Operation Zarb-e-Azb will no doubt become another success story like Operation Rah-e-Rast in Swat, once it results in not only the complete destruction of militants’ well-established dens and compounds, but also the disintegration of any unity and order that does exist among them. However, certain doubts and confusion lingering in the minds of tribesmen in particular, are yet to be addressed.
On completion of its one-year anniversary, ISPR Director General Major General Asim Bajwa shared its achievements with the general public through social media with people from different walks of life appreciating these achievements. These achievements have indeed exceeded expectations. The armed forces, through well-planned strategies, not only crushed the resistance, but also left the militants with no option other than to abandon their dens and compounds. Within months, the armed forces had cleared almost all of the Miranshah and Mirali regions. The latest official figures reveal that 2,763 militants have been killed and over 9,000 have surrendered. Around 837 compounds have been razed to the ground and 253 tonnes of explosives seized. All these achievements were made possible in return of the precious lives of the jawans and officers of the armed forces. Like Operation Rah-e-Rast in Swat, the personnel of the armed forces have put their lives at risk while carrying out actions against militants in scattered areas of North Waziristan. The exact figures of martyrs are yet to be made public, but those who sacrificed their lives belong to almost all parts of the country. The entire nation is proud of the brave soldiers who have sacrificed their lives for the country.

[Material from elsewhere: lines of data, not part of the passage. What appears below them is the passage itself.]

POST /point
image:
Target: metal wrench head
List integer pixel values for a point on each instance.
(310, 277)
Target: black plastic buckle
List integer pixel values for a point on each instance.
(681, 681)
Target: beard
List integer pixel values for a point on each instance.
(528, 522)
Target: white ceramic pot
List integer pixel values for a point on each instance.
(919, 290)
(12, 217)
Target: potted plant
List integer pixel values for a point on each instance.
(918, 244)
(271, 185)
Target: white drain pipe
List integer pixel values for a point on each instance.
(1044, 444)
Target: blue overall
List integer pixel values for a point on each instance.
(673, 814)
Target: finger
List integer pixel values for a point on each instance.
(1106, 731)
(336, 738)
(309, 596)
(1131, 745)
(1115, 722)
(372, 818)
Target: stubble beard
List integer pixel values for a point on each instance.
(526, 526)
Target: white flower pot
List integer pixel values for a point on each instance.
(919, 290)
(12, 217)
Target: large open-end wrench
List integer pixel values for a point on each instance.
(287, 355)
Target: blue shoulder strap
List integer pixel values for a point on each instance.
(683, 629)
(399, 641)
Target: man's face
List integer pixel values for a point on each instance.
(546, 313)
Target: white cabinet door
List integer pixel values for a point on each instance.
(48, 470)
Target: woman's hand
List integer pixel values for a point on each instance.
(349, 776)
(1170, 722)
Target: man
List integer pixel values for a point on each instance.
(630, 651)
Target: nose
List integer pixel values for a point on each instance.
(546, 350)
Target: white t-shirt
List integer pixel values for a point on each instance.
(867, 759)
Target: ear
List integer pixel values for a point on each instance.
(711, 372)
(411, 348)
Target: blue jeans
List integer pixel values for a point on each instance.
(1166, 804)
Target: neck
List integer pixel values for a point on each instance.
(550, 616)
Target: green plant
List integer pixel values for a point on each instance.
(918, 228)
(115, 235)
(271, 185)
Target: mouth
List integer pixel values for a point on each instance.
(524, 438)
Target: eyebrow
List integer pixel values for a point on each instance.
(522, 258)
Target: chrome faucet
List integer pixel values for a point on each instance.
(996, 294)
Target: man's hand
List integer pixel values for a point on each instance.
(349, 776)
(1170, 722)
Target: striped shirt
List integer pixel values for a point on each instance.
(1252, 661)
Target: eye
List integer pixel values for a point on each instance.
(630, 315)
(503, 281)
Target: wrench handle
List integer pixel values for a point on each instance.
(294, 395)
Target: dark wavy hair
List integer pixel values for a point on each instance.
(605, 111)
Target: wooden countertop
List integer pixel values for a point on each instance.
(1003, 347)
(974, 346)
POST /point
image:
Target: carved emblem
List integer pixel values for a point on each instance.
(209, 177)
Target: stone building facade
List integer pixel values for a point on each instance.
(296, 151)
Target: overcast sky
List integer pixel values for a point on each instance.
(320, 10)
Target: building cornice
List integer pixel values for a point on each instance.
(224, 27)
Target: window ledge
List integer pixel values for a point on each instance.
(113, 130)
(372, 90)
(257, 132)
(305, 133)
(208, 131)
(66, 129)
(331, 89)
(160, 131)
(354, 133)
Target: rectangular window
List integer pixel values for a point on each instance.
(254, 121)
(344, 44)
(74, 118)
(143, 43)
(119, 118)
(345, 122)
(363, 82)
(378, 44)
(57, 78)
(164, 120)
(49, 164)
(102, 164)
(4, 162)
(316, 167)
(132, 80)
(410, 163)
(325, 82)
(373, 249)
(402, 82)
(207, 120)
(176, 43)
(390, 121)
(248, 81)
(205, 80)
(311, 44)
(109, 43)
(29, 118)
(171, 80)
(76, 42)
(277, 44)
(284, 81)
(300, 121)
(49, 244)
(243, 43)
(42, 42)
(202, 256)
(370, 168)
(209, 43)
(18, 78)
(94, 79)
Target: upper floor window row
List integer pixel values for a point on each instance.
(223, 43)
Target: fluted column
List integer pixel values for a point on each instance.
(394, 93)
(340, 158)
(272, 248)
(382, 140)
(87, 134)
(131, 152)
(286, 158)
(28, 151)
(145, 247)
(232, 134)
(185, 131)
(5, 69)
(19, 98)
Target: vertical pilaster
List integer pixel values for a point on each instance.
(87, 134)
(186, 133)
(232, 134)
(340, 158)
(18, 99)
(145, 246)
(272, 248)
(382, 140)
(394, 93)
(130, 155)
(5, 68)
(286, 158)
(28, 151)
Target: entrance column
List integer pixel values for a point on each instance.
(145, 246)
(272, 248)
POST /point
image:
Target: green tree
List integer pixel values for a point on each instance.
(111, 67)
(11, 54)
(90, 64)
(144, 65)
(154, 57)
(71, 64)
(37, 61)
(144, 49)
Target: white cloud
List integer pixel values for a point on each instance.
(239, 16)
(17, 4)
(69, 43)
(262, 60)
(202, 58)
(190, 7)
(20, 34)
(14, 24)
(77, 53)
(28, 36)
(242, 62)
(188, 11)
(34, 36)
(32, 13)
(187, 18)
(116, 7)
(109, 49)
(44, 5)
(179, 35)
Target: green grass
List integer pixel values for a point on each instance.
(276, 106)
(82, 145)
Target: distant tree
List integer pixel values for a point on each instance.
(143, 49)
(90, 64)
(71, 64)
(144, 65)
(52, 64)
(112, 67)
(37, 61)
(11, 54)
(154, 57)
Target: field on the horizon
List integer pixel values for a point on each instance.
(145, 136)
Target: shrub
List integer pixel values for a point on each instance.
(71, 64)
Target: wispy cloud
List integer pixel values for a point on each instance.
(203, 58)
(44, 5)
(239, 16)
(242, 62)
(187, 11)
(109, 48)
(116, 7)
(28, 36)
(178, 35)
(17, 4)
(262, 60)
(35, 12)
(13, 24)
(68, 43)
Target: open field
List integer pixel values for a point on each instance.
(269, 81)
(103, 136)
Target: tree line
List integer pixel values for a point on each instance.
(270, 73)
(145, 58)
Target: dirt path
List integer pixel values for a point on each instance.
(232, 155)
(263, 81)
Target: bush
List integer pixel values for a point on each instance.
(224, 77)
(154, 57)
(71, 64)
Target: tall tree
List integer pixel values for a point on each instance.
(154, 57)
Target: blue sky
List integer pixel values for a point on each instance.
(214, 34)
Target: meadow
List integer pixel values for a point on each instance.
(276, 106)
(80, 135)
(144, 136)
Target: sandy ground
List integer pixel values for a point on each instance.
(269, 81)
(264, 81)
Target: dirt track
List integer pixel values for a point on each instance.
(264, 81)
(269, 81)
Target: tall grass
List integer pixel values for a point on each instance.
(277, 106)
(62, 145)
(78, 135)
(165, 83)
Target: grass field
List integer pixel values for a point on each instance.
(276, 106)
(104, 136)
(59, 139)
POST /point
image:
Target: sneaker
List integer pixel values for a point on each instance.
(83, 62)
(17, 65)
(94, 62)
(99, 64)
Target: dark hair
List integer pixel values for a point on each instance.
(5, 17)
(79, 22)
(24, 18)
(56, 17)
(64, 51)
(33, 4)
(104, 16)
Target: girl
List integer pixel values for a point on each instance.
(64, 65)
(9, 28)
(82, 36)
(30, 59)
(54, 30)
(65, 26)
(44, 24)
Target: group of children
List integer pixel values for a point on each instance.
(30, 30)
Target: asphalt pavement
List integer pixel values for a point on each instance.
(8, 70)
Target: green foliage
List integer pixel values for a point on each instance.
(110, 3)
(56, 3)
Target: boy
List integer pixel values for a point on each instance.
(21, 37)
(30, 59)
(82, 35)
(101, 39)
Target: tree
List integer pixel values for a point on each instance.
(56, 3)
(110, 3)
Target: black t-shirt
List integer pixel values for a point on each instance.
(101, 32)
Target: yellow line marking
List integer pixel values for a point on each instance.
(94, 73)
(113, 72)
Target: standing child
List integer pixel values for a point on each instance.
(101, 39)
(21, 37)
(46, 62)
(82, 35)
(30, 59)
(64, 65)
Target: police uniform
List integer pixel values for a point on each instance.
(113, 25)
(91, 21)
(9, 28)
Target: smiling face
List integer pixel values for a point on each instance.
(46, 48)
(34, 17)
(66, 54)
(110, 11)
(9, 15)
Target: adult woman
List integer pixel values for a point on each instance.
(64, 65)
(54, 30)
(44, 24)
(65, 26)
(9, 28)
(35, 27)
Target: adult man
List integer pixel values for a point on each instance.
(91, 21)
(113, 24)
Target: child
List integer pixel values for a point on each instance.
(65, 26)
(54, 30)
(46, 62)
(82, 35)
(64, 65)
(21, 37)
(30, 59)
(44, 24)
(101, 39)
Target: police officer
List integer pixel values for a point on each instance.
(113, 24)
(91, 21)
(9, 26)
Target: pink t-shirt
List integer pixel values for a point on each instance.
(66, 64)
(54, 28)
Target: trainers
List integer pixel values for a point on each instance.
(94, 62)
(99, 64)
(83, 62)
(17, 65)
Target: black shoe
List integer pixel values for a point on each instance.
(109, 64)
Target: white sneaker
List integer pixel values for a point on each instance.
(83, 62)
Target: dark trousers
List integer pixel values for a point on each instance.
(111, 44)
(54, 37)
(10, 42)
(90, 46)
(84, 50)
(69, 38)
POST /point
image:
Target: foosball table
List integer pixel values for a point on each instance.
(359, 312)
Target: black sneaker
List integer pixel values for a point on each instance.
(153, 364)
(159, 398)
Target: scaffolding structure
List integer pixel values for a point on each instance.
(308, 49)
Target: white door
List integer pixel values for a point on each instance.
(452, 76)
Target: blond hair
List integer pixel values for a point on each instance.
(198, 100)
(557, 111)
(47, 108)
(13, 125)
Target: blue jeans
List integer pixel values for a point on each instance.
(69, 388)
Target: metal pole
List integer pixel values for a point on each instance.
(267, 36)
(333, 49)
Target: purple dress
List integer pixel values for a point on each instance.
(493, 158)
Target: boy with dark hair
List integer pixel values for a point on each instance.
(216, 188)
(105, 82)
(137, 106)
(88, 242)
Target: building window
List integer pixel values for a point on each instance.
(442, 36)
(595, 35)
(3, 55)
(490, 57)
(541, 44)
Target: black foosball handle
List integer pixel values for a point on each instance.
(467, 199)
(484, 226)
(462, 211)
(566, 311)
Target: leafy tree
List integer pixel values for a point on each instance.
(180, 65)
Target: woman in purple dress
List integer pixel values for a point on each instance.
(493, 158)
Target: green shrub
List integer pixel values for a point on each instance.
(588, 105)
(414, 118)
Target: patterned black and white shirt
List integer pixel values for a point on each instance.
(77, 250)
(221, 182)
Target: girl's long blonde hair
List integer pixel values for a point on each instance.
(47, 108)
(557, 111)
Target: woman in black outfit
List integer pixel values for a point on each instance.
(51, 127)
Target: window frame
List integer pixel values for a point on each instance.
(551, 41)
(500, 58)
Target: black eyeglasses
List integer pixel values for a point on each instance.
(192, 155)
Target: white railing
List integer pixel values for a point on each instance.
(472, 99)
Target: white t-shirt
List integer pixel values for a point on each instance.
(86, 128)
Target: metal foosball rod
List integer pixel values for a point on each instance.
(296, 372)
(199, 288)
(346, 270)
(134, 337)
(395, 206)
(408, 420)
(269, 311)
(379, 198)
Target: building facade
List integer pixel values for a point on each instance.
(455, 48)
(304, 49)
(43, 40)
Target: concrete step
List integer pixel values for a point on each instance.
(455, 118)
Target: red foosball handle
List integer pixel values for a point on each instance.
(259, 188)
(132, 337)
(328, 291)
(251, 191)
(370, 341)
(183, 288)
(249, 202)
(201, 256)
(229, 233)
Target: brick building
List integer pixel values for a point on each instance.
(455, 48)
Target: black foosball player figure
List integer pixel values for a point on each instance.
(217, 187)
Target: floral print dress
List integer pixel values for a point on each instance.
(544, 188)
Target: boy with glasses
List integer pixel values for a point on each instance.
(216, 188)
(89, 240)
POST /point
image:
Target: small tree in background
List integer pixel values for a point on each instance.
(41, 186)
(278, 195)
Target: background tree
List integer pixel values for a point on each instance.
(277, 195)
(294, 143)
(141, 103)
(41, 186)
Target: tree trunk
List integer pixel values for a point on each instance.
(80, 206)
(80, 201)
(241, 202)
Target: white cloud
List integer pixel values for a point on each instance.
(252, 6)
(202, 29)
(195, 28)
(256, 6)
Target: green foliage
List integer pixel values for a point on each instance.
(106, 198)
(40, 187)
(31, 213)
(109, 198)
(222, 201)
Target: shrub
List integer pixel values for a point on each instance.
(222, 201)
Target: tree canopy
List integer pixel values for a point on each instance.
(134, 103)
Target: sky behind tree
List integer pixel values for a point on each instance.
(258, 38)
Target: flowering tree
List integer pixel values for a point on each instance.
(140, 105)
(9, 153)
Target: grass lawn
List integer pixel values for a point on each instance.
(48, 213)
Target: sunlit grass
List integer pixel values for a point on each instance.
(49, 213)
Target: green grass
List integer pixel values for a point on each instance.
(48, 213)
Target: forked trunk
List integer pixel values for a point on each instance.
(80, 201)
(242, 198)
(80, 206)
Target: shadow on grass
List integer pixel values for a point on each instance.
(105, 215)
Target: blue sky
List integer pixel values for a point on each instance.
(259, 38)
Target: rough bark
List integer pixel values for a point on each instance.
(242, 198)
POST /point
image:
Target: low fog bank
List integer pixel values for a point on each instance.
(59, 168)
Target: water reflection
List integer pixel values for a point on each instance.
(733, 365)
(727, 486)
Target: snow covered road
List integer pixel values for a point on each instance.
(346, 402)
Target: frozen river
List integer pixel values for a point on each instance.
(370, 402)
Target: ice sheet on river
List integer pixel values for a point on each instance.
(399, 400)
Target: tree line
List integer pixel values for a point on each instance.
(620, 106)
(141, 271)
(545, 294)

It is important to note that the achievements of Operation Zarb-e-Azb are also owed to tribesmen who abandoned their homes, leaving their life savings and belongings behind and becoming internally displaced, especially those belonging to Bannu and adjoining areas. Official estimates reveal that around 106,000 families left homes in North Waziristan and became internally displaced, whereas around 70,000 individuals have crossed the border into Afghanistan. So far, only 1,674 internally displaced families have returned to their homes. The repatriation process of internally displaced persons (IDPs) is in progress, but it seems to be proceeding at too slow a pace. Though the government, the armed forces and civilians have made efforts in being hospitable to the IDPs, the gap between North Waziristan tribesmen and the government has widened. Many tribesmen are unhappy with the government’s attitude whereas the terms and conditions that have been put forward before them in the wake of their rehabilitation in their homes have generated further complications. Almost all tribesmen are reluctant to sign the 28 terms and conditions and view them as harmful to their tribal traditions and norms as well as to basic human rights.
Another aspect to take note of is that leading militants, including Hafiz Gul Bahadur, along with his aides, are still at large. These militants, who either moved across the border or found shelter in forests and the snow-covered Shawal mountains, pose a threat to the lives of tribesmen as well as to peace in the country. Unless the reservations of the tribesmen are addressed, it could be hard for the government and the security forces to ensure a durable solution for peace. Instead of forcibly imposing its own decisions, the government needs to take the tribesmen into confidence regarding future strategies for the region. Like people from the rest of the country, the tribesmen are extremely patriotic and determined to serve their country’s interests. They deserve respect and honour.
Published in The Express Tribune, June 23rd, 2015.